– А ты, случайно, ничего не перепутал? Это не ты меня в грязь окунул своей изменой?
– Да кому ты нужна-то? А вот видео моего унижения в сеть утекло. Надо мной все сотрудники ржут.
Вот это неожиданно. Олегу принадлежит небольшая сеть автосервисов. Там работают простые мужики и уж они точно не постеснялись комментировать.
– Что ж за друзья у тебя такие? Что даже лучшего друга так неосторожно слили?
Но совсем не это сейчас главное.
– Олег. Я не знаю, как это выветрилось из твоей головы так быстро, но ты мне изменил. И после этого думаешь, что все может быть как прежде? Я сделаю вид, что не заметила и дальше буду варить тебе борщи, гладить рубашки и стараться в постели, забивая на себя?
– Будешь, – пугающе твердо и без сомнений говорит он, – Еще и с улыбкой. И танцульки эти твои к черту. Пора уже своих детей рожать, нечего на чужих время тратить.
Если до этого я думала, что его слова мне делают больно, то очень сильно ошибалась. Вот она. Пронзающая, жгучая, острая. По-настоящему черная.
Однажды я решилась заговорить с ним о детях. Он отшутился, что рано. В следующий раз отмазался тем, что сервис, тогда еще самый первый только-только начал приносить прибыль, нужно раскрутиться и вот тогда… “Тогда” так и не случилось. Прошло еще семь лет и ни-че-го. Я не хотела его лишний раз дергать с этим. И наверное, подсознательно, после окончания училища культуры, стала учителем танцев именно у детей, а не у взрослых. Поработав несколько месяцев со взрослыми, я смертельно устала от сплетен и скандалов.
А пятилетки меня заряжают счастьем. Я часто смотрю на них танцующих, кривляющихся, увлеченных и представляю как же мог бы выглядеть мой малыш среди них.
Ответы Олега на вопросы и молчание о детях понемногу убивали меня каждый раз. Сейчас его слова как контрольный в голову.
В носу начинает щипать, а глаза наполняются слезами. Он переломал меня всю, но вот это, самое ценное всегда было спрятано. Сейчас он будто испачкал мечту. Отобрал у меня единственное, за что я держалась. Теперь точно ничего не будет.

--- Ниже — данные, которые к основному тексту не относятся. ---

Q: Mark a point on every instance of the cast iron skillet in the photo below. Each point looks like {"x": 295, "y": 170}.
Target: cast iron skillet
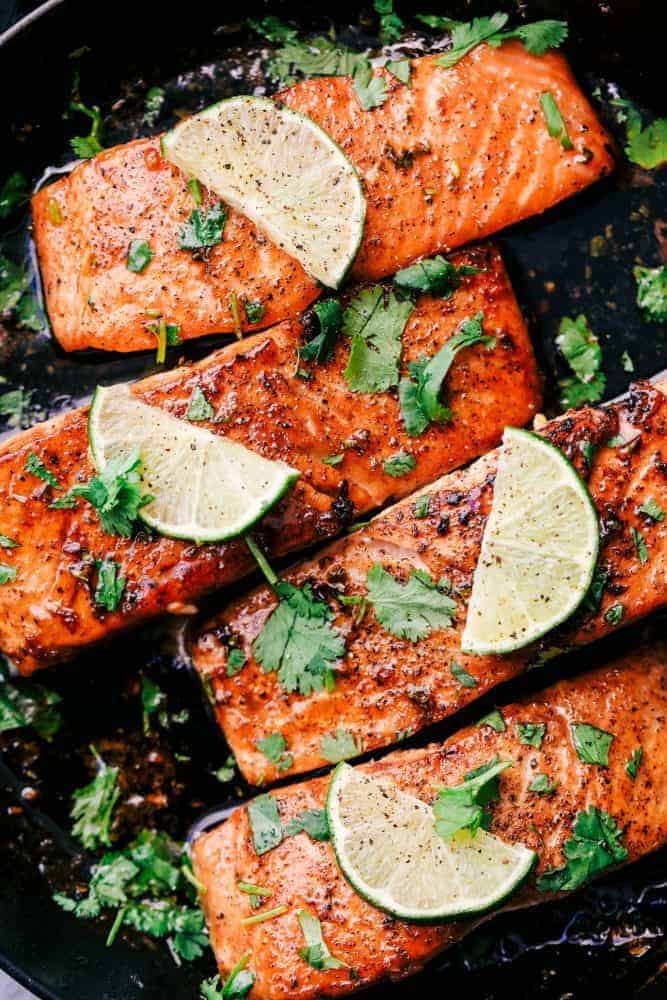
{"x": 609, "y": 938}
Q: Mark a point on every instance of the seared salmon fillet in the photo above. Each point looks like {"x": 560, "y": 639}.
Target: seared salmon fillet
{"x": 627, "y": 700}
{"x": 459, "y": 154}
{"x": 259, "y": 399}
{"x": 384, "y": 686}
{"x": 84, "y": 224}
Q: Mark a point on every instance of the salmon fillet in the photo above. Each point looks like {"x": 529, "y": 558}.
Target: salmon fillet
{"x": 628, "y": 699}
{"x": 460, "y": 153}
{"x": 130, "y": 192}
{"x": 482, "y": 116}
{"x": 47, "y": 612}
{"x": 385, "y": 686}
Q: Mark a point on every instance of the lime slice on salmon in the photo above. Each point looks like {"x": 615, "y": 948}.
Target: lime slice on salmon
{"x": 387, "y": 848}
{"x": 539, "y": 548}
{"x": 205, "y": 487}
{"x": 282, "y": 171}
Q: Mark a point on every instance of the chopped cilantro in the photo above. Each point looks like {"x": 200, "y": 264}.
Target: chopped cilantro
{"x": 93, "y": 805}
{"x": 311, "y": 821}
{"x": 632, "y": 765}
{"x": 340, "y": 745}
{"x": 531, "y": 733}
{"x": 592, "y": 744}
{"x": 640, "y": 546}
{"x": 139, "y": 256}
{"x": 582, "y": 351}
{"x": 110, "y": 585}
{"x": 90, "y": 145}
{"x": 647, "y": 147}
{"x": 399, "y": 464}
{"x": 203, "y": 229}
{"x": 542, "y": 785}
{"x": 375, "y": 321}
{"x": 556, "y": 127}
{"x": 254, "y": 311}
{"x": 652, "y": 509}
{"x": 274, "y": 748}
{"x": 652, "y": 293}
{"x": 115, "y": 493}
{"x": 23, "y": 703}
{"x": 36, "y": 467}
{"x": 236, "y": 659}
{"x": 329, "y": 319}
{"x": 410, "y": 610}
{"x": 316, "y": 953}
{"x": 433, "y": 276}
{"x": 199, "y": 407}
{"x": 463, "y": 806}
{"x": 537, "y": 38}
{"x": 265, "y": 825}
{"x": 419, "y": 394}
{"x": 595, "y": 845}
{"x": 614, "y": 614}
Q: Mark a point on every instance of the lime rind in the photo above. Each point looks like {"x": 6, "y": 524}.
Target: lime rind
{"x": 411, "y": 872}
{"x": 539, "y": 549}
{"x": 315, "y": 187}
{"x": 205, "y": 488}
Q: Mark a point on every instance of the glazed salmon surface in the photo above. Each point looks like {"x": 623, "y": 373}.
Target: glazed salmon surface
{"x": 385, "y": 687}
{"x": 458, "y": 155}
{"x": 48, "y": 612}
{"x": 628, "y": 700}
{"x": 130, "y": 192}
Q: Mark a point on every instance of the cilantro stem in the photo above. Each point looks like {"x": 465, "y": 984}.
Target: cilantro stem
{"x": 261, "y": 560}
{"x": 116, "y": 926}
{"x": 259, "y": 918}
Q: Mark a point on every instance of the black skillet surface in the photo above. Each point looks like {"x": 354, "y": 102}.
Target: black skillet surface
{"x": 610, "y": 938}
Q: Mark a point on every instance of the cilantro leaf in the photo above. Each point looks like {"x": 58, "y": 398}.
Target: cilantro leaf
{"x": 556, "y": 127}
{"x": 203, "y": 229}
{"x": 311, "y": 821}
{"x": 265, "y": 825}
{"x": 199, "y": 407}
{"x": 329, "y": 320}
{"x": 632, "y": 765}
{"x": 14, "y": 192}
{"x": 647, "y": 147}
{"x": 36, "y": 467}
{"x": 139, "y": 256}
{"x": 110, "y": 585}
{"x": 583, "y": 353}
{"x": 461, "y": 807}
{"x": 93, "y": 805}
{"x": 115, "y": 493}
{"x": 419, "y": 394}
{"x": 90, "y": 145}
{"x": 652, "y": 292}
{"x": 274, "y": 749}
{"x": 433, "y": 276}
{"x": 531, "y": 734}
{"x": 592, "y": 744}
{"x": 375, "y": 322}
{"x": 340, "y": 745}
{"x": 595, "y": 845}
{"x": 410, "y": 610}
{"x": 316, "y": 953}
{"x": 23, "y": 704}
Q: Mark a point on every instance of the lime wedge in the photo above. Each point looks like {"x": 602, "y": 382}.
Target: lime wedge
{"x": 204, "y": 487}
{"x": 387, "y": 848}
{"x": 280, "y": 169}
{"x": 539, "y": 548}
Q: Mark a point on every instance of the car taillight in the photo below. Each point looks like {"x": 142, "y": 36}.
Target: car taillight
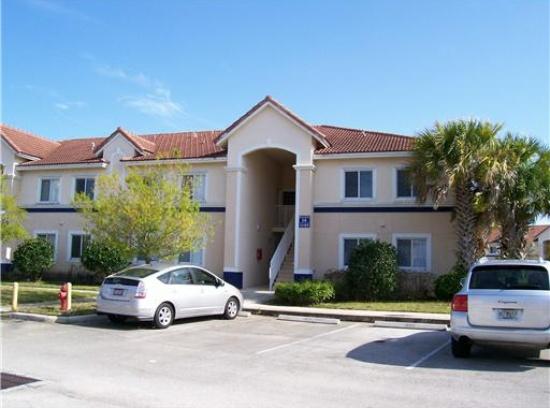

– Чтобы когда вернусь, дома была, – плюет в меня этими словами и пока я задыхаюсь в черной вязкой мути, разворачивается и забивая на лифт, сбегает вниз по лестнице.
Кое-как закрываю дверь, ухожу на кухню. Гора салфеток в луже компота растаяла, никак не справившись и розовая ароматная жидкость капает на пол. Не обращая внимания на слезы, начинаю тщательно вытирать липкое озеро.
Где-то в глубине квартиры звонит телефон. Только этого мне сейчас не хватало. Наливаю стакан воды из-под крана, чтобы не пугать людей на том конце провода и выпиваю его залпом.
– Да? – гнусаво отвечаю.
– Ая, здравствуй. Сможешь завтра утром зайти ко мне? – голос руководителя студии, в которой я работаю, звучит очень отстраненно и холодно.
– Татьяна Васильевна, у меня занятия вечером, вы до пяти будете? Может, успею? Не хочется два раза ездить. Не близко же.
– Твои занятия на вечер отменены. К десяти жду.
Она бросает трубку, оставляя меня в растерянности. Это вот что такое было?
В открытое окно врывается горячий ветер с густым терпким ароматом трав, скошенных сегодня утром, сладким – цветущих лип и горьким дымом сигарет, что тянется с балкона этажом ниже. Следом за ароматами в комнату заглядывают звуки разгона троллейбуса, автомобильные гудки, песни под гитару, детский звонкий визг, шум листвы… Обыкновенная суета. Обыкновенного вечера. Обыкновенной жизни.
Нечеловеческая усталость накрыла меня чугунной плитой. Я так и сижу на кровати ссутулившись, смотрю в черное зеркало экрана. Он давно погас, но почему-то не нахожу сил пошевелиться. Внимательно рассматриваю свое отражение. Может, с возрастом во внешности что-то слишком сильно изменилось и меня совершенно невозможно любить?